The main features are:
- Image and video search
- Cached search index
- GUI for evaluating duplicates
- Huge index/database is possible
- Comprehensive file format support
- Search inside zip files
- Hardware video decoding including multiple decoders/gpus
Installing
Compile
Compile it yourself using my detailed notes.
Download
Linux AppImage
Add execute permission and run
chmod +x cbird-0.8.0-x86_64.AppImage
./cbird-0.8.0-x86_64.AppImage -install # optional install helper
cbird [...]
- Required packages: trash-cli
- Optional packages: ocenaudio, kdenlive
AppImage Issues
- AppImage won't run (debian, Ubuntu, etc)
apt install libfuse2
- Missing libOpenGL.so.0
- debian:
apt install libopengl0 - redhat:
yum install libglvnd-opengl
- debian:
- Missing window titlebar (Fedora)
cbird -platform wayland-egl [...]
Mac OS X 11.0+ x86
- Unzip the distribution file and run
cbird/cbird-mac [...]
Windows 10+
- Unzip the distribution file and run the program
- Install helpers (optional): vlc, kdenlive
Windows PowerShell
Optional: create shortcuts for cbird
- Unzip into C:\ so you have C:\cbird\cbird.exe
- Enable script execution
- Run PowerShell as administrator
- Enter
Set-Execution-Policy RemoteSigned - Close PowerShell
- Create profile script (if you don't have one)
- Run PowerShell normally
New-Item -Type File $PROFILE -Force
- Add cbird shortcut to profile
OpenWith $PROFILESet-Alias -Name cbird -Value C:\cbird\cbird.exe
- Shortcut for pictures folder
function cbird-pics {cbird -use $HOME\Pictures $args}
Getting Started
Get Help
cbird -helpis very detailed, copied here for your convenience- github wiki has more details
- some commands that take a value will also accept "help" to get more info, e.g.
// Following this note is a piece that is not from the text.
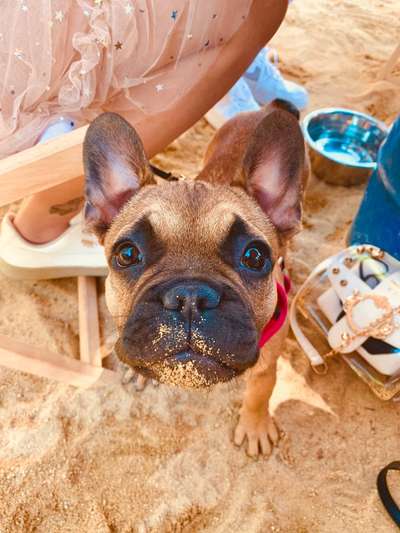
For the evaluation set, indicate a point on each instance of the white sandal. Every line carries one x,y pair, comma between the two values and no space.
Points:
71,254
-i.algos help -list-*commands give more info about settings/configuration
Index the files in <path>, caching into <path>/_index
cbird -use <path> -create -update
Index files in cwd
cbird -create -update
Update existing index in cwd
cbird -update
Show exact duplicates (MD5 checksums)
cbird -dups -show
Search cwd, default threshold
cbird -similar -show
Search cwd, lowest threshold
cbird -p.dht 1 -similar -show
Using the GUI
This is lacking documentation at the moment. But for now...
- The GUI is displayed with
-showif there is a selection or results. - GUI windows have a context menu (right click) with all available actions.
- The two deletion actions ("Delete" and "Replace") use the trash/recycler by default. There is no way to permanently delete files (not even with batch deletion commands)
- You can modify keybindings in the config file (see
-aboutfor the location)
Use Cases
- Find exact duplicates (file checksums)
- Find modifications
- General transforms: resize, rotate, crop
- Image edits: blur, sharpen, noise, color-grade, grayscale
- Video edits: clipping, fps change, letter boxing
- Evaluate matches
- Compare attributes (resolution, file size, compression ratio)
- Flip between matches
- Zoom-in to see fine details, compression losses
- False-color visualization of differences for fast evaluation
- No-reference subjective quality estimate
- Jpeg compression quality estimate
- Align videos temporally, flip between them or play side-by-side
- File management
- Sort/rename based on similarity
- Rename files using regular expressions
- Move/rename files/directories within the index
File Formats
Common formats are supported, as well as many obscure formats. The available formats will ultimately vary based on the configuration of Qt and FFmpeg.
cbird -about lists the image and video extensions. Note that video extensions are not checked against FFmpeg at runtime, so they could be unavailable.
Additionally, zip files are supported for images.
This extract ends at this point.